An unpopular government and a split Opposition

A recent poll puts Labour down to 27% from their poor election showing of 34%. It puts the conservative opposition on 48%, split between the Conservatives on 27% and Reform on 21%.

The large Labour majority on a reduced vote share from Jeremy Corbyn’s was only possible because many conservative voters felt let down by the Conservative Party, staying at home or voting Reform.

Labour has lost support rapidly. It has revealed a wish to tax people and businesses excessively which it concealed pre election. It has found governing extremely difficult and has impaled itself on the freebie row

As we are likely to have four more years of this government this site will concentrate on what the government is doing and how it can serve us better. There will be jostling between Conservatives and Reform over who can best oppose which will delight the government, hoping to be re elected with less than a third of the vote and less than a fifth of all electors. Those who are primarily interested in the Conservative/Reform struggles should go onto their sites to debate. I will not usually be posting Reform criticisms of Conservatives or Conservative criticisms of Reform.

Any airtime Conservatives or Reform get should concentrate on what the government is getting wrong and what it can do to improve. There can only be a different government when enough Reform voters back the Conservatives or enough Conservatives shift to Reform.

This site all the time we had a Conservative Party government concentrated on the government and how it needed to change policy. It rarely commented on how the Opposition did its job.We need an opposition which can combine well researched criticisms of government actions and results with a better vision of how the U.K. could benefit from policies that promote freedom and prosperity.

This site is mainly about the conduct of government and the evolution of policy.

 

3 Comments

  1. Ian Wraggg
    October 23, 2024

    Reform can’t be ignored. Like it or not they have become the real opposition
    This government is a disaster enabled solely due to the not so conservative last government reneging on every manifesto pledge
    We’re just going to have to fasten our seat belts and ride out the political storm.
    Maybe the faaaaar rite ie the majority of normal people will have to man the barricades.

    Reply
  2. agricola
    October 23, 2024

    I can understand the dilema of the rump parliamentary conservative party who I have always described as consocialists. A void has opened between their past benign opposition called the labour party, up to july 2024, and what is the real labour party without camoflage netting of today.

    The conservative electorate have realised that what posed as their party up until july 2024 was not what they understood to be conservative in any shape or form.

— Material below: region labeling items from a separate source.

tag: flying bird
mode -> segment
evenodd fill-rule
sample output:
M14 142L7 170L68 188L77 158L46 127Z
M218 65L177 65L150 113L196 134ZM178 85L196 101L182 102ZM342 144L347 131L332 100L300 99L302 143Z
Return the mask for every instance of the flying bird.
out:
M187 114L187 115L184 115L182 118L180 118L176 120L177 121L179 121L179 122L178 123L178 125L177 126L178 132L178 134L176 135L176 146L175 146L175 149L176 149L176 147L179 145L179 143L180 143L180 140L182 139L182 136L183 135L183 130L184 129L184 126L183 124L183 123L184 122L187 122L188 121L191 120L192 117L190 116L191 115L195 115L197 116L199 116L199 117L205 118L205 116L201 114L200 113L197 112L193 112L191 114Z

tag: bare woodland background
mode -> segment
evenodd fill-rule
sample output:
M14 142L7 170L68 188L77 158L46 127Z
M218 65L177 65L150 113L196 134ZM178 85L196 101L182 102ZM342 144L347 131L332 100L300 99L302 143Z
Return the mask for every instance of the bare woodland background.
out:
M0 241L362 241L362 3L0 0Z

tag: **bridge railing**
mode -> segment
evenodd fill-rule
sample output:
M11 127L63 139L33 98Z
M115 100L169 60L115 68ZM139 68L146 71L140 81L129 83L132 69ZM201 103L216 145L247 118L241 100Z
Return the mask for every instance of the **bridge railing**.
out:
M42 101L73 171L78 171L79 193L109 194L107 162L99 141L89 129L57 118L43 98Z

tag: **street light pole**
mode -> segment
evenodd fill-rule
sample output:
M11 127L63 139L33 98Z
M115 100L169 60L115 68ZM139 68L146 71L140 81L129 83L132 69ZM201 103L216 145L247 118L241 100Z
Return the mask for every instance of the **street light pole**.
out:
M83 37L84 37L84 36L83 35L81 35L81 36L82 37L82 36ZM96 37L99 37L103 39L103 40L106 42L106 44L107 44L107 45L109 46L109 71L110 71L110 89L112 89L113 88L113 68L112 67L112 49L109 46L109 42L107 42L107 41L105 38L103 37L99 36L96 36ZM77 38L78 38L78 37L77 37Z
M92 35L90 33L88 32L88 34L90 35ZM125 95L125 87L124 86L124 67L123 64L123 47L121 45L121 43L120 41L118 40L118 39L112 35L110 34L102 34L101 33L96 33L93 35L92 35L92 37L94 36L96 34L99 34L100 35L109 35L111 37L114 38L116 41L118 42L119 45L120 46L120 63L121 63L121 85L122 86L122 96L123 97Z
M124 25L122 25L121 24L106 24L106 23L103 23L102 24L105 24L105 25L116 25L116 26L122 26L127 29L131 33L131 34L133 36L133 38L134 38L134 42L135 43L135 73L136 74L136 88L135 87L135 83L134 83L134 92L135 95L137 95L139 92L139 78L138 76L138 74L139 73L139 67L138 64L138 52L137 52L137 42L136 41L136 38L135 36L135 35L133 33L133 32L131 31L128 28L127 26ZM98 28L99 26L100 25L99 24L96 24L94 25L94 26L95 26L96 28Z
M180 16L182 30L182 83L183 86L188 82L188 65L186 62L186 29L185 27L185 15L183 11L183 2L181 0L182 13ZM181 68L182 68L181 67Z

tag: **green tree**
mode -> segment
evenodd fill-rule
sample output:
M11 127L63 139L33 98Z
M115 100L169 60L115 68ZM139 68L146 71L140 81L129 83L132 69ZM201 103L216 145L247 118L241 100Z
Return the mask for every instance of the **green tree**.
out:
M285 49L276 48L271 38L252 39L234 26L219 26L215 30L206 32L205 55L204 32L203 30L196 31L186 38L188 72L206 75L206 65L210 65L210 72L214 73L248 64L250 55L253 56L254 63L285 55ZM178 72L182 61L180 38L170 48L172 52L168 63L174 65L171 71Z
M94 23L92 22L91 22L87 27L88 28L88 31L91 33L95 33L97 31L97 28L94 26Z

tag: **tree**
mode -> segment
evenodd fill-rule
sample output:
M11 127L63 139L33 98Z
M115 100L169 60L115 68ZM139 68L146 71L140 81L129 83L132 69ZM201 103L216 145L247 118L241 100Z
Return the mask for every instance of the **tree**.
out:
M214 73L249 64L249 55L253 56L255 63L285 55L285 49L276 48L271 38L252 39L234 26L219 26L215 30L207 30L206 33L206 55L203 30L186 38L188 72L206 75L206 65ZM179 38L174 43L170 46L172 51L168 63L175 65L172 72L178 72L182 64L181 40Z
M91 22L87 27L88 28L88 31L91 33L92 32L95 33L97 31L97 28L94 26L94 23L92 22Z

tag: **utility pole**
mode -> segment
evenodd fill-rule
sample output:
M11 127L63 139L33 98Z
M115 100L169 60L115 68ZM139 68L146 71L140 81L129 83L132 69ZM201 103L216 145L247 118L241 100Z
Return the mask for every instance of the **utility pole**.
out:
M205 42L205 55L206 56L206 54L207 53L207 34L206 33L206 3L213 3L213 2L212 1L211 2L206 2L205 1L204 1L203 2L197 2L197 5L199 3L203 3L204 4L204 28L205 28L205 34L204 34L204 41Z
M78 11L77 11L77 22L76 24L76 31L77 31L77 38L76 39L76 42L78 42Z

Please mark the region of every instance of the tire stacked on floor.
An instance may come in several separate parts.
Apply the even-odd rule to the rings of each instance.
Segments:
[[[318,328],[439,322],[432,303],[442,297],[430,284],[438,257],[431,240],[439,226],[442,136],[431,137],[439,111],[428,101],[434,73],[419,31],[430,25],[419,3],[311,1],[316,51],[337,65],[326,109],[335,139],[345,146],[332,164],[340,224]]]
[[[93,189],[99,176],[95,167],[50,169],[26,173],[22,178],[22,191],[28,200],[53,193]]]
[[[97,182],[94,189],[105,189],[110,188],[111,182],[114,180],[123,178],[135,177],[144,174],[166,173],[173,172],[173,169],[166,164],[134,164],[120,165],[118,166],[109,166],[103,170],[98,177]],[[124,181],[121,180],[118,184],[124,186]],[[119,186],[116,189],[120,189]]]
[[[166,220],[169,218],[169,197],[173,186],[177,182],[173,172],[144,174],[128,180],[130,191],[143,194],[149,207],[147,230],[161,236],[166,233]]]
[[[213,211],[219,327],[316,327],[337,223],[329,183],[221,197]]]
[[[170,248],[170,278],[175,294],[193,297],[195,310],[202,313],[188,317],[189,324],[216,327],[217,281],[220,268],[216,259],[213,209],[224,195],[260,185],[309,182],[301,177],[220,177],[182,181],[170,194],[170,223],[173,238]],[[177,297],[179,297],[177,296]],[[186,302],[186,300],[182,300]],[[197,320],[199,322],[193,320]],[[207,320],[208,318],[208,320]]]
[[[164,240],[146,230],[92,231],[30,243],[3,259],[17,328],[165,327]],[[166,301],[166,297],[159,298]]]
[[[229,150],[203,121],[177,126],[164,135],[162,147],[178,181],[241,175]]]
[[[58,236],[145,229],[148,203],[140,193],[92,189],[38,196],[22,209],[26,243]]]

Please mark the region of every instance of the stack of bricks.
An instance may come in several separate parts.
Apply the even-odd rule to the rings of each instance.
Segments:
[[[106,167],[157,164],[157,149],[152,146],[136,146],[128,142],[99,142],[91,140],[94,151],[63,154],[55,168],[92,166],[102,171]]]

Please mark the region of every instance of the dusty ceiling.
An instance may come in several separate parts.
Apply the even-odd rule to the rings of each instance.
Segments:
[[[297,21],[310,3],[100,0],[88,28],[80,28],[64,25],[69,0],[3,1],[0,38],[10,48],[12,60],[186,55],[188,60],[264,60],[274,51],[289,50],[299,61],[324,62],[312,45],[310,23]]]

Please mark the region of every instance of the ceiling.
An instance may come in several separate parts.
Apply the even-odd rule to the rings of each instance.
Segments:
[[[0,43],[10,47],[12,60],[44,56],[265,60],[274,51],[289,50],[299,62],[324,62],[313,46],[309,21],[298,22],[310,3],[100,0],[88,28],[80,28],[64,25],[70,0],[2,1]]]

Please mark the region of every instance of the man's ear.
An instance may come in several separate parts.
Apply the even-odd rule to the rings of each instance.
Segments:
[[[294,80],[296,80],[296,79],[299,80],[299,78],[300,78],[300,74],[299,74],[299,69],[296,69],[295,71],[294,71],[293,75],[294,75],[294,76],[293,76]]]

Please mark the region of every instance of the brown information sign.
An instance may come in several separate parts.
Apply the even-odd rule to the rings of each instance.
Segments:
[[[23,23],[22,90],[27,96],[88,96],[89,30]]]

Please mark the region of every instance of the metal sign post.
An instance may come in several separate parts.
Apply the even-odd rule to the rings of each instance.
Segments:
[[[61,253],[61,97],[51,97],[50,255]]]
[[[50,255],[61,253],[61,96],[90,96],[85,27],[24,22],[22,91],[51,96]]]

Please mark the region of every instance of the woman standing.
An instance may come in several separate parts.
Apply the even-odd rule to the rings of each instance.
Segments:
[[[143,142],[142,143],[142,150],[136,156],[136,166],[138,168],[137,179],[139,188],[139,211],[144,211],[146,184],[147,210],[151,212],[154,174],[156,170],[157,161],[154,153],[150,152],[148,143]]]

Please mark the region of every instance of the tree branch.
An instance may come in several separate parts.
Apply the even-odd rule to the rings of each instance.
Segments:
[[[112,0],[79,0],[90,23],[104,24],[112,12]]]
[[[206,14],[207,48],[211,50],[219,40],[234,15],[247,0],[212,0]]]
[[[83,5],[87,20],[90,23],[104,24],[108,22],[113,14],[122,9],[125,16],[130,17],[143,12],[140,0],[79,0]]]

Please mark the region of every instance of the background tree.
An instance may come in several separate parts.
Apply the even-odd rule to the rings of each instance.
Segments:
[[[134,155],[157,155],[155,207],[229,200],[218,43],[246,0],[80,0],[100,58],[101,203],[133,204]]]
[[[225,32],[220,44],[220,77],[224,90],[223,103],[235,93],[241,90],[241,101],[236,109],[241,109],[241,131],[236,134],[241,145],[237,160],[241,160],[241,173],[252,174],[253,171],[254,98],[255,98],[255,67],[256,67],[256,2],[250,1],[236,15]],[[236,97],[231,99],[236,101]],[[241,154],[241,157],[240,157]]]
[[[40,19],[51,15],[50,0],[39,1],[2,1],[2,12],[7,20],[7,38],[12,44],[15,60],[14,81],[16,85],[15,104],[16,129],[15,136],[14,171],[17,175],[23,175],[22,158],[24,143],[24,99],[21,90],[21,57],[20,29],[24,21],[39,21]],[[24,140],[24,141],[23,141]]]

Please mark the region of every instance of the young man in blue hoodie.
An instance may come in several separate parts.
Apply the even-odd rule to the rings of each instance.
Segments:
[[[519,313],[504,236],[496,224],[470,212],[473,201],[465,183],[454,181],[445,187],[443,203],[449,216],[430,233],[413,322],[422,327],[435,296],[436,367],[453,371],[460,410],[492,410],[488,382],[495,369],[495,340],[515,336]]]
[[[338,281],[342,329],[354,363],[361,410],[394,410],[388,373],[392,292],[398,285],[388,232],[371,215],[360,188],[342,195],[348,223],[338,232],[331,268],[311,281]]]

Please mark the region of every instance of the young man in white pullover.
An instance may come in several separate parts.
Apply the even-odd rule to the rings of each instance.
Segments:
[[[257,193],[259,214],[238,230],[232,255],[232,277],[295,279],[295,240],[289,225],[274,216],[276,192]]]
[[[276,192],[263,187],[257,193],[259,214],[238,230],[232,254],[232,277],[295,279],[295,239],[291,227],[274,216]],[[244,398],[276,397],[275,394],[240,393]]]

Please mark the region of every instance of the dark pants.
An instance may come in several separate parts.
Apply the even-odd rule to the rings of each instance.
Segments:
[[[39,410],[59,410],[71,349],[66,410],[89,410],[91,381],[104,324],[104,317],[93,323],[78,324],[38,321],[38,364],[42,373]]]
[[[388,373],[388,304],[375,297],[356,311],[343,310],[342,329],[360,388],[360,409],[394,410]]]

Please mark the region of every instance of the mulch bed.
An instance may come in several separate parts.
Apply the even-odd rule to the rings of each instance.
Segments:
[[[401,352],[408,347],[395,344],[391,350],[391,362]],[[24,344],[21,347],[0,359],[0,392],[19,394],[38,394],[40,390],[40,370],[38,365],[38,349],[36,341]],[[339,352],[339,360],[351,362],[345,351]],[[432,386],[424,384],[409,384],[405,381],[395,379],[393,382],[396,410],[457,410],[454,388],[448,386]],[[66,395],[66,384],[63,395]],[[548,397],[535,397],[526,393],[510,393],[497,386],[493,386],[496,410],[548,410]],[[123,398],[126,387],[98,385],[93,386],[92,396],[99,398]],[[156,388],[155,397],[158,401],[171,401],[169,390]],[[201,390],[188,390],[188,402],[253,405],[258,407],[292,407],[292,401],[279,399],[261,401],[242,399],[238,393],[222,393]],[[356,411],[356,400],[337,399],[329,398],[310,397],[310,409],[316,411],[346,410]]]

Hence their failure to vote at all or their voting for reform. The residual consocialists amongst them showed their disdain by voting lib/dem.

    Now in terms of an opposition we have a consocialist rump, about to be led by a Robert Jenrick who has rediscovered conservatism and can identify all areas that have gone wrong. He is now espousing solutions. The alternative is to be led by Kemi Badenoch who realises that the problems facing any future UK government are much more fundamental, involving the very structure of the machine of government. I believe she sees it as having gone very wrong irrespective of party politics. I would be with her in the membership vote were I qualified. Either will find the battle within their own parliamentary party the greatest challenge.

    Thanks to first past the post, reform are thin in Parliament but greater than the lib/dems in terms of electoral votes. They are sensibly building within the electorate until they reach that tipping point to power.

    The current government are espousing the reform case enormously in all they do. The opposition to them will arise from within them when it is realised that there is little cake left to eat. With such a large majority, outside opposition however accurate will have little resonance with them. Fortunately it will build real opposition within the electorate who will increasingly dismiss them over the next four years. Unless the IMF get them first.

    Pointing out labours sins in this diary is fine, they are becoming all to obvious to us outside already. However wishing to ignore everything else in gestation on the political battlefield by not allowing comment on it would be a big mistake. The electorate are feline, and you can no longer hurd cats.

    Reply
  3. Michael Saxton
    October 23, 2024

    The fact is Sir John we were completely failed by 14 years of Conservative administrations. Administrators that were definitely not conservative. This failure was much more than simple feelings this was plain fact. We were failed on both domestic policies of which immigration, Brexit and NHS dominated and foreign policy with too much slavish adherence to ideological aspirations of neocons in the US State Department. Now we’re lumbered with a radical bunch of utterly incompetent Labour Ministers most of whom have never had a proper job in industry or started their own business. Most have never employed anyone or indeed been responsible for managing large groups or teams of working professionals. And they are led by an arrogant chameleon whose personal greed and sense of self importance has cast a black shadow over his first 100 days in office. Here’s a man who previously supported every one of Jeremy Corbyn’s radical hard left policies including making every possible attempt to frustrate Brexit. Like Corbyn his roots belong in hard left dogma and he is clearly very authoritarian. The long drawn out Conservative leadership contest will hopefully determine whether the Conservative Party will return and reclaim Conservatism or whether they’ll remain essentially in the centre left of politics? Until we know the direction of travel we cannot properly make a valid judgement. I remain pessimistic.